I have some other video where it's visible that this shrimps is actually not black, but very dark vinous.


----------



## igor.kanshyn (Jan 14, 2010)

camboy012406 said:


> black cherry shrimp for sure, I have one before


There are some "black sakura" shrimps, but I guess it's just another name of chocolate shrimps.


----------



## igor.kanshyn (Jan 14, 2010)

bettaforu said:


> black diamond....aka full king kong.


I wish I had that 

If my crystal red shrimps will breed well, I might with try some Taiwanese, but not now.
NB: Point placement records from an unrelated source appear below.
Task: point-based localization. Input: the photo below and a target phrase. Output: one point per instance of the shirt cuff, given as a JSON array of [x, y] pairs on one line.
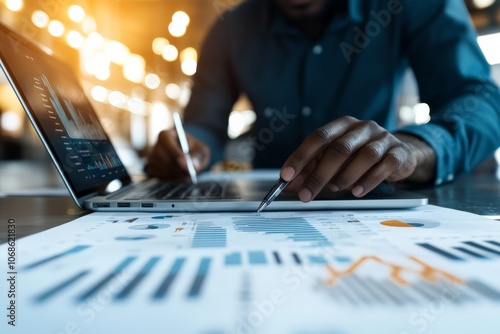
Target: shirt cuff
[[441, 141]]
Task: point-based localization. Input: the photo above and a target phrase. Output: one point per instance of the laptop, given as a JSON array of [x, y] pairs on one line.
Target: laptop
[[96, 178]]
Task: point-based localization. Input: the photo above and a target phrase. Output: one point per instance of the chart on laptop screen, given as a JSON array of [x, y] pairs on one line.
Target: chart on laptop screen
[[274, 272], [57, 105]]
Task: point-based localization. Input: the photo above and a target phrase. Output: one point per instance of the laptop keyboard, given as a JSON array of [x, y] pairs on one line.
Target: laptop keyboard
[[169, 190]]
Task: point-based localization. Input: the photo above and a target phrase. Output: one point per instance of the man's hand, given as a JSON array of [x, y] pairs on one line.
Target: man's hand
[[358, 155], [167, 161]]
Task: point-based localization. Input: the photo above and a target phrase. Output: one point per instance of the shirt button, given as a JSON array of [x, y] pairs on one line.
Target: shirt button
[[268, 112], [317, 49], [306, 111]]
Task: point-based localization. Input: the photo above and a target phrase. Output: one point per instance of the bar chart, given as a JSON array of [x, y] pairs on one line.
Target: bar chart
[[466, 250], [295, 230]]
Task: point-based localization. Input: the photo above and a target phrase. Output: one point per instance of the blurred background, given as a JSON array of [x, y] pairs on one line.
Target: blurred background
[[136, 58]]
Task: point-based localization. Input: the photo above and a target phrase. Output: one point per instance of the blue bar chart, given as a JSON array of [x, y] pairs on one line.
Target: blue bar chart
[[296, 230], [466, 250], [209, 235]]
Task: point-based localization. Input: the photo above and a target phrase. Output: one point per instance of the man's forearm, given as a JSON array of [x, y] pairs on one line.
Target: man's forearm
[[426, 158]]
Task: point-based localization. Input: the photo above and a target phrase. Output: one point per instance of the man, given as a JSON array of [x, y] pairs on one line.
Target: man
[[323, 77]]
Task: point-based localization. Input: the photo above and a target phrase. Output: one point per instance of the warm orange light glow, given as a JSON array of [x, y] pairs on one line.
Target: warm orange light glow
[[177, 30], [14, 5], [170, 53], [152, 81], [117, 52], [134, 68], [76, 13], [40, 19], [181, 18], [56, 28], [189, 53], [188, 66], [75, 39], [158, 44]]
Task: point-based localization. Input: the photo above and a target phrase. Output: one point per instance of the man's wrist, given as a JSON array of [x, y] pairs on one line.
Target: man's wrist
[[425, 170]]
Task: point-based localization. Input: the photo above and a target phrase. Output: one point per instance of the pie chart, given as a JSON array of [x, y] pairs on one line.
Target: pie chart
[[422, 223]]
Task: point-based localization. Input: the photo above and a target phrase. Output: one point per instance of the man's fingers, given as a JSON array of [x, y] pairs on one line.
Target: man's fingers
[[313, 145]]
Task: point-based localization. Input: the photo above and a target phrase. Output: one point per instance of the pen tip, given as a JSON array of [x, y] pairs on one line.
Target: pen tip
[[261, 207]]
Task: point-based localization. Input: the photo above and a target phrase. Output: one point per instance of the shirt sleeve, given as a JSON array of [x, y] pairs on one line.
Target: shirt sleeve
[[214, 91], [454, 80]]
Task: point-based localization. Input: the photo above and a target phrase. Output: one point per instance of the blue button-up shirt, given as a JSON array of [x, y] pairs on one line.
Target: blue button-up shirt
[[297, 83]]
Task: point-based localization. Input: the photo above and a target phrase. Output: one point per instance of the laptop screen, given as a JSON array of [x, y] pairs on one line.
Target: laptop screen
[[64, 118]]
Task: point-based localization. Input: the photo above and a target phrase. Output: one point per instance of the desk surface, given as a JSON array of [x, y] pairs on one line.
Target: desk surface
[[477, 192]]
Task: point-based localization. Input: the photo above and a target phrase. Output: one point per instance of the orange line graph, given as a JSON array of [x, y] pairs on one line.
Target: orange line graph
[[426, 271]]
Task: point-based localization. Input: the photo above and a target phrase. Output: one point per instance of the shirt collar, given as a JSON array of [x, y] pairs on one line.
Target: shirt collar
[[278, 24]]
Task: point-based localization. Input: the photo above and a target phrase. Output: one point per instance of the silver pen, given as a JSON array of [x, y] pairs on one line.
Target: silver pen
[[273, 193], [185, 146]]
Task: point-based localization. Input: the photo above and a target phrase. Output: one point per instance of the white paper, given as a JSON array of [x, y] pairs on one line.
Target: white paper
[[422, 270]]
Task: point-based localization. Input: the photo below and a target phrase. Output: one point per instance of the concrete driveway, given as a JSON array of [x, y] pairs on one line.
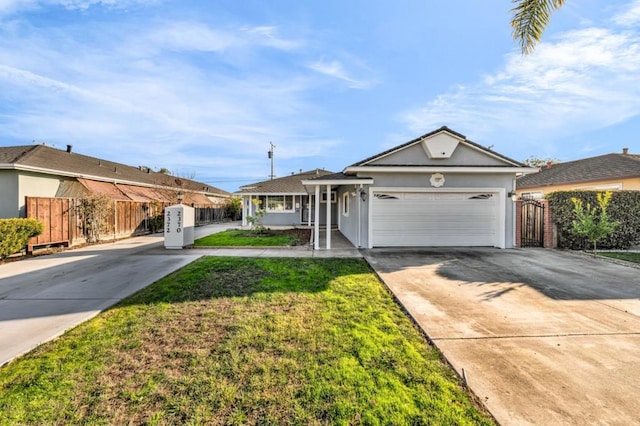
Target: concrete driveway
[[42, 297], [541, 336]]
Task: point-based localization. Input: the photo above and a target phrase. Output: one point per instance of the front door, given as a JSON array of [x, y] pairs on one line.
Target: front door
[[307, 209]]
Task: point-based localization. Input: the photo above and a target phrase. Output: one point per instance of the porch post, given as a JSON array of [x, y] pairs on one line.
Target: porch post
[[244, 211], [316, 225], [328, 217]]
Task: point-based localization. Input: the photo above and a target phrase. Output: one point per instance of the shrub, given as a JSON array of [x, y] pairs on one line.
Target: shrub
[[623, 208], [15, 234]]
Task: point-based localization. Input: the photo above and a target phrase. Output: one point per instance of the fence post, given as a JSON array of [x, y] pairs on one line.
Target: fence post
[[549, 237], [518, 220]]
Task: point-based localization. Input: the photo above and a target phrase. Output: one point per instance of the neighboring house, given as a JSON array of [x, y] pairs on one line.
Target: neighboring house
[[43, 171], [437, 190], [605, 172], [284, 199]]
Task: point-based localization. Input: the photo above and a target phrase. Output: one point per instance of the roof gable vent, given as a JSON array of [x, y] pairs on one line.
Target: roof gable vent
[[441, 145]]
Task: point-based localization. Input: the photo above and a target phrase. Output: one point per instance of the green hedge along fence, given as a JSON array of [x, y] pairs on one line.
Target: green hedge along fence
[[623, 208], [15, 234]]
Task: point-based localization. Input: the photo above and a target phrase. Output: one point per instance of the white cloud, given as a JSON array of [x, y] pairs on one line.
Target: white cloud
[[117, 95], [336, 69], [8, 7], [584, 80], [630, 16]]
But not now, they are too beautiful to lose them.


----------



## camboy012406 (Jun 11, 2010)

btw where did you got them.


----------



## jumpsmasher (Oct 1, 2012)

igor.kanshyn said:


> *Yes, that's correct*! First try and it was correct
> 
> I have some other video where it's visible that this shrimps is actually not black, but very dark vinous.


Wahoo! do i win anything?


----------



## igor.kanshyn (Jan 14, 2010)

camboy012406 said:


> btw where did you got them.


I got them through US, and US seller got them from somewhere in Asia.


----------



## randy (Jan 29, 2012)

chinamon said:


> everything im reading about black diamond says that black diamond is the black tiger?
> 
> i would love to get my hands on fully black BKK.


Yes and no, depending on the context. In English world (actually, may be from German) you'll see black diamond being referred to as Black Tiger Orange Eye, aka BTOE (actually, certain grade of BTOE). But in Taiwan, black diamond (direct translation from Chinese) is used to refer to full black BKKs.
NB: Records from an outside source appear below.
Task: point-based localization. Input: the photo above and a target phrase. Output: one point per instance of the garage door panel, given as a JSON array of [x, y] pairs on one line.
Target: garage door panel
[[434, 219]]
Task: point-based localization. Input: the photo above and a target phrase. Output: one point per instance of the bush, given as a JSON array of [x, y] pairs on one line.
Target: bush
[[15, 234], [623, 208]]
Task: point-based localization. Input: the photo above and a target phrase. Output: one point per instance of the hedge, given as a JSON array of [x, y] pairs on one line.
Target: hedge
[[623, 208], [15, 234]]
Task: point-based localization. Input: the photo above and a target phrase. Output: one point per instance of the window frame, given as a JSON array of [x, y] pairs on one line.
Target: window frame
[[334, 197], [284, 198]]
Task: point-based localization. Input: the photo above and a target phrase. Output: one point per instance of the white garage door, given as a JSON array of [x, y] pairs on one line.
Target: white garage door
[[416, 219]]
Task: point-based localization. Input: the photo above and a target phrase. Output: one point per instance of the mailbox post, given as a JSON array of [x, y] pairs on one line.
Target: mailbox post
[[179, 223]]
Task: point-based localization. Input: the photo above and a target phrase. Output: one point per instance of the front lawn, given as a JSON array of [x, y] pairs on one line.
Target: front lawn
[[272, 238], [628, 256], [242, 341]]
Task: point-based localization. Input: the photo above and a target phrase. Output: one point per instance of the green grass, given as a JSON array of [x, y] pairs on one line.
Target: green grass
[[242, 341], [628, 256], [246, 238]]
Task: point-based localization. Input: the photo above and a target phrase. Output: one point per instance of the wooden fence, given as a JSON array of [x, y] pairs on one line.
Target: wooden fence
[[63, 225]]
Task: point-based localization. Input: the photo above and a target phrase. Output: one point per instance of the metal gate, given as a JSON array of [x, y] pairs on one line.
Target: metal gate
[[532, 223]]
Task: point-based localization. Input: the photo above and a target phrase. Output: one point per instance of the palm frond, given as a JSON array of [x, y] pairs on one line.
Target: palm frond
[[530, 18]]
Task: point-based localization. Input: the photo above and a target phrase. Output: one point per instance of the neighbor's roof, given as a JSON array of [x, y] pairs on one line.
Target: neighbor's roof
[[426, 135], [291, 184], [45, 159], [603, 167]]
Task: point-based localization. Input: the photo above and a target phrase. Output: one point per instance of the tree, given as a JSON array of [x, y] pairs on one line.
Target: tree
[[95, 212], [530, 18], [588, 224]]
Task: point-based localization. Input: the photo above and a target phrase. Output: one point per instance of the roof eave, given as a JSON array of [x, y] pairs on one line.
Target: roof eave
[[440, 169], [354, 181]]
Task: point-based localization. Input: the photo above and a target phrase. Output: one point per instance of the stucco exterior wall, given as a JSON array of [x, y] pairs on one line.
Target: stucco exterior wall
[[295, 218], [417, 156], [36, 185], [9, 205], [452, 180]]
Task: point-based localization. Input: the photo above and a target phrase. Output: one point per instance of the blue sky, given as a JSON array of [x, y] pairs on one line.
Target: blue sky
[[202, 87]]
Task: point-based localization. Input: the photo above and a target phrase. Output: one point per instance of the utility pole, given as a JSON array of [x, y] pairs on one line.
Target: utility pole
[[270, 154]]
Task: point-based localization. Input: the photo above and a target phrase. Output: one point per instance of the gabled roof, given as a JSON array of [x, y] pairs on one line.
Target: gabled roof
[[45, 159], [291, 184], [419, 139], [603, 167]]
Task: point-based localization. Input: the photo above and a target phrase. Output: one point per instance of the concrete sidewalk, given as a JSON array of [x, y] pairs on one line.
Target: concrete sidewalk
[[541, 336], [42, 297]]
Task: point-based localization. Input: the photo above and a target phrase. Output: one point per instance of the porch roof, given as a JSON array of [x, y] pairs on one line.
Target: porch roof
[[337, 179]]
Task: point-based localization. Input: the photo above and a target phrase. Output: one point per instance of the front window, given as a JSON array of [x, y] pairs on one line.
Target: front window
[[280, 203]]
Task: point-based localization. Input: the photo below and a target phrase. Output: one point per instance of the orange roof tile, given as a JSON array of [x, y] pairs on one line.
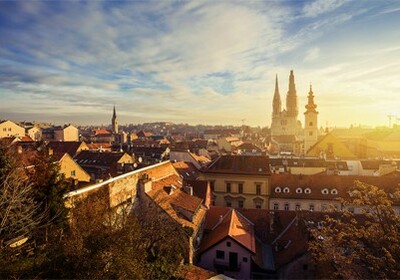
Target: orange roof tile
[[233, 225]]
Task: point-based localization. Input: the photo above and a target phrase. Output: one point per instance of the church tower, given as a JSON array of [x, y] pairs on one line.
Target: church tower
[[114, 122], [291, 98], [311, 122], [277, 104]]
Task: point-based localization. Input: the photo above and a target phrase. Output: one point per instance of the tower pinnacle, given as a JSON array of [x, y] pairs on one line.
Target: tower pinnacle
[[114, 122], [276, 104]]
Nice shrimps and fantastic to look at, I wish I had some too.

I thought it was available in the group buy in September that I missed due to being out of country


----------



## igor.kanshyn (Jan 14, 2010)

jumpsmasher said:


> Wahoo! do i win anything?


Oh, yes, absolutely!
You are getting *one from two prices *for your choice.
You can get a starting colony of 10 golden yellow or 10 painted fire red shrimps. No jokes, fast and smart people are always getting the best


----------



## jumpsmasher (Oct 1, 2012)

igor.kanshyn said:


> Oh, yes, absolutely!
> You are getting *one from two prices *for your choice.
> You can get a starting colony of 10 golden yellow or 10 painted fire red shrimps. No jokes, fast and smart people are always getting the best


Well I was just joking - a bit far for me to get shrimps from ya 

Are you going to be breeding these out? The new carbon rilli's are pretty neat as well.


----------



## igor.kanshyn (Jan 14, 2010)

jumpsmasher said:


> Well I was just joking - a bit far for me to get shrimps from ya
> 
> Are you going to be breeding these out? The new carbon rilli's are pretty neat as well.
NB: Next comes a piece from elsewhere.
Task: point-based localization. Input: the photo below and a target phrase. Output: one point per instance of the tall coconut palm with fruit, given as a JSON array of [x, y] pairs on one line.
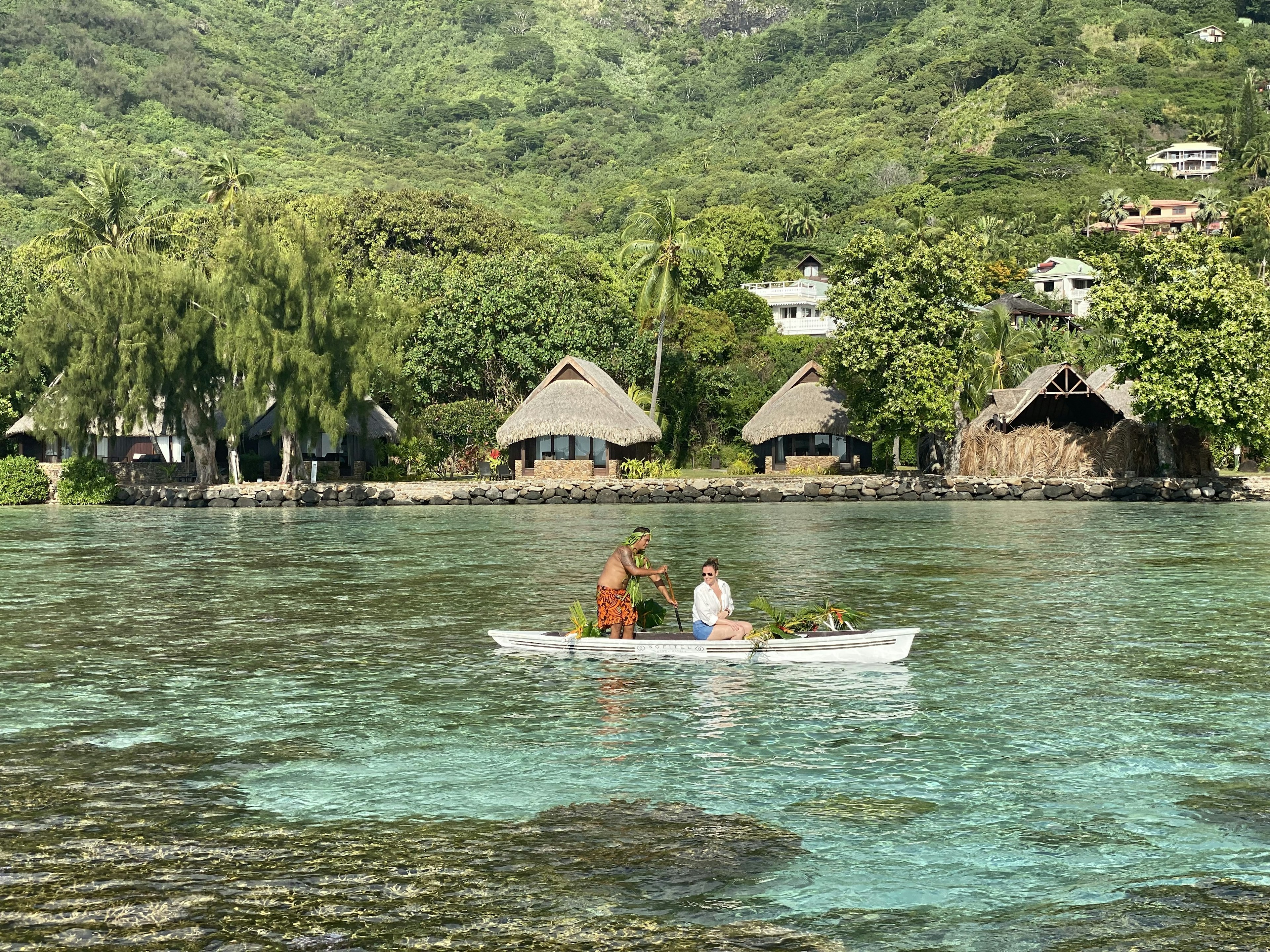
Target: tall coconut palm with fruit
[[1114, 207], [227, 181], [658, 244], [1212, 207], [107, 215]]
Ah, you are in Calgari, I didn't noticed that. I can ship 
I know some people interested in shrimps in your city 

Yes, I will breed them. I have some babies already and they are brown. They should grow fine. We will see.


----------



## igor.kanshyn (Jan 14, 2010)

*New picture*


----------



## camboy012406 (Jun 11, 2010)

igor, do they breed true? I heard some of them get brown


----------



## igor.kanshyn (Jan 14, 2010)

camboy012406 said:


> igor, do they breed true? I heard some of them get brown


I can't tell now. Some babies look quite green, but they are still small. They might change color live blue velvet and green babaulti do.


----------



## CanadaPleco (Sep 7, 2009)

Those are really cool looking! Hope you get your populations up soon


----------